In Veronica's writings we find many biblical quotes, sometimes in an indirect way, but always punctual: she reveals familiarity with the sacred Text, from which her spiritual experience is nourished. Likewise, it is necessary to point out that the strong moments of Veronica's mystical experience are never separated from the salvific events celebrated in the liturgy, where the proclamation and listening to the Word of God occupies a special place. Sacred Scripture, therefore, illuminates, purifies, and confirms Veronica's experience, making it ecclesial. But, on the other hand, precisely his experience, anchored in Sacred Scripture with an unusual intensity, leads to a deeper and more "spiritual" reading of the same Text, enters the hidden depth of the text. She not only expresses herself with the words of Sacred Scripture, but she really lives by these words, they come to life in her.
For example, our saint often quotes the expression of the Apostle Paul: "If God is for us, who is against us?" (Rom 8,31; cf. Diary, I, 714; II, 116.1021; III, 48). In her, the assimilation of this Pauline text, her great confidence and her deep joy, become a fact that is realized in her own person: «My soul -she writes- has united itself with the divine will and I have truly established myself and stopped forever in the will of God. It seemed to me that I would never be separated from this will of God and I came to myself with these exact words: nothing can separate me from the will of God, neither anguish nor sorrows nor worries nor contempt nor temptations nor creatures nor demons nor darkness , not even death itself, because in life and in death I want God's will totally and in everything» (Diary, IV, 272). Thus we also have the certainty that death is not the last word, we are grounded in the will of God and thus, really, in life forever.

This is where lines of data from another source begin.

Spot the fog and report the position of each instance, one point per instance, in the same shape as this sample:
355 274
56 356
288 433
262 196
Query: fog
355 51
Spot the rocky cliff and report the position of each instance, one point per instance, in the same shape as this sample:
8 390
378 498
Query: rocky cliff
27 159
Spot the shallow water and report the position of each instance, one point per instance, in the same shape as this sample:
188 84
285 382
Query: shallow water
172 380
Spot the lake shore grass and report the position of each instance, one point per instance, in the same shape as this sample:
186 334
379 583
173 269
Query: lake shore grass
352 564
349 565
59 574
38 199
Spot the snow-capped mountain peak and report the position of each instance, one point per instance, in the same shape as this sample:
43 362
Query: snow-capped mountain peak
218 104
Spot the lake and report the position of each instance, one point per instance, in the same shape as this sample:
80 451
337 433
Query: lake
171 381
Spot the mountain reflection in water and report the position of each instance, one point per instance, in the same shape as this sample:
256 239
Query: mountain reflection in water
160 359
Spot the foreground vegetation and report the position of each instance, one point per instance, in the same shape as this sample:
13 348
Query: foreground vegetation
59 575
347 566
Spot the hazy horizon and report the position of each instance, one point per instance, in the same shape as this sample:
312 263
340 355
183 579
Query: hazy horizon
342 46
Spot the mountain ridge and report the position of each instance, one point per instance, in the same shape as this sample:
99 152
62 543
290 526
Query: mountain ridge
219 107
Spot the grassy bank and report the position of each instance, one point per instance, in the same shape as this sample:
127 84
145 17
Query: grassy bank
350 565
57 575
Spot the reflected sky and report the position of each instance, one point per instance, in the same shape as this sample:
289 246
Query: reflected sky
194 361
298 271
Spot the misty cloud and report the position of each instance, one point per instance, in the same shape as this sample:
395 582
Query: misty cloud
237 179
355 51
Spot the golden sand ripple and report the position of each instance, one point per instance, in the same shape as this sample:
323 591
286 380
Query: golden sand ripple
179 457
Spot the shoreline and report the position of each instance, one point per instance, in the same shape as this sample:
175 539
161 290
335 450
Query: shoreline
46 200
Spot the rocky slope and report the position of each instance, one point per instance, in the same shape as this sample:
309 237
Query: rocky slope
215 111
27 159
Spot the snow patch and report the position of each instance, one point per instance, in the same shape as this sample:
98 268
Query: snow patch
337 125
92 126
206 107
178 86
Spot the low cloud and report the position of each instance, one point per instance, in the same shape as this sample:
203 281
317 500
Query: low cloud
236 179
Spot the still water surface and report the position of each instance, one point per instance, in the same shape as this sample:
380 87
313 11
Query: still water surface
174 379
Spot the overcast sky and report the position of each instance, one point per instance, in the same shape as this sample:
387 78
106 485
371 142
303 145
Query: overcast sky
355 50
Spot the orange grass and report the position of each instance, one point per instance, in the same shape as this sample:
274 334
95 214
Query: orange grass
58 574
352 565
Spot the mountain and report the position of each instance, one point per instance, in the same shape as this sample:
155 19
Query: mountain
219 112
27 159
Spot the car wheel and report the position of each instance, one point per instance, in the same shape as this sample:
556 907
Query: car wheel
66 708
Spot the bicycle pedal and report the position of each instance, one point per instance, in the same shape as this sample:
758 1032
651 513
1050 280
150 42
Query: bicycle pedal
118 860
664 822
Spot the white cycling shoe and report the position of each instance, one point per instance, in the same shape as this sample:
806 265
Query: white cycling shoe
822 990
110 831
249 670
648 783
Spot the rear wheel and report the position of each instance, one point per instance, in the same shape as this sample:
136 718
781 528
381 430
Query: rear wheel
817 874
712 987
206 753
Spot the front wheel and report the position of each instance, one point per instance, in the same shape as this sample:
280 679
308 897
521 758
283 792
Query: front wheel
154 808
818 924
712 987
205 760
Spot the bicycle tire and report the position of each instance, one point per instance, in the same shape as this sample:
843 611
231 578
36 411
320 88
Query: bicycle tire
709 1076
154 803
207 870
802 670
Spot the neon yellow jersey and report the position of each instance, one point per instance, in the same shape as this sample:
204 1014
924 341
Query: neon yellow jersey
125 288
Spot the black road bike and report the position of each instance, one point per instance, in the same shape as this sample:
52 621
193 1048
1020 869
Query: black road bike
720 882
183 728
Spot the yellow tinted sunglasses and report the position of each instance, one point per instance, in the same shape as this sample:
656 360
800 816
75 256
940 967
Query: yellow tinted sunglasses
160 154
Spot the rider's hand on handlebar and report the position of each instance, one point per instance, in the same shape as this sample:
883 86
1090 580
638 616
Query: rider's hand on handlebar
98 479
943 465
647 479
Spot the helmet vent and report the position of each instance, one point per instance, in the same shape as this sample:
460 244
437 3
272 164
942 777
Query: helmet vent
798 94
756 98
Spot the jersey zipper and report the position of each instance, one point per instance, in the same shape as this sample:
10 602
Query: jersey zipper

Verónica is, especially, a courageous witness to the beauty and power of divine Love, which attracts her, seizes her, inflames her. It is the crucified Love that has been imprinted in his flesh, as in that of Saint Francis of Assisi, with the stigmata of Jesus. «My wife - Christ crucified whispers to me -, I am pleased by the penances you do for those who are in disgrace before me... Then, unnailing one arm from the cross, he gestured for me to come closer to his side... And I found myself in the arms of the crucified Christ. What I felt then I cannot tell: I would have wanted to always be at his most holy side» (ib., I, 37). It is also an image of his spiritual path, of his interior life: to be in the embrace of the crucified Lord and thus to be in the love of Christ for others. Verónica also lives a relationship of deep intimacy with the Virgin Mary, witnessed in the words that she says to her one day and that she reports in her Diary: «I made you rest in my lap, union with my soul was granted to you, and from she you were taken flying before God».

Saint Veronica Giuliani invites us to grow, in our Christian life, union with the Lord living for others, abandoning ourselves to his will with complete and total trust, and union with the Church, Bride of Christ; invites us to participate in the suffering-filled love of Jesus crucified for the salvation of all sinners; invites us to keep our gaze fixed on Paradise, the goal of our earthly path, where we will live together with so many brothers and sisters the joy of full communion with God; invites us to feed ourselves daily on the Word of God to warm our hearts and guide our lives. The last words of the saint can be considered the synthesis of her passionate mystical experience: «I have found Love, Love has been seen!».

Saint Veronica Giuliani invites us to grow, in our Christian life, union with the Lord living for others, abandoning ourselves to his will with complete and total trust, and union with the Church, Bride of Christ; invites us to participate in the suffering-filled love of Jesus crucified for the salvation of all sinners; invites us to keep our gaze fixed on Paradise, the goal of our earthly path, where we will live together with so many brothers and sisters the joy of full communion with God; invites us to feed ourselves daily on the Word of God to warm our hearts and guide our lives. The last words of the saint can be considered the synthesis of her passionate mystical experience: «I have found Love, Love has been seen!».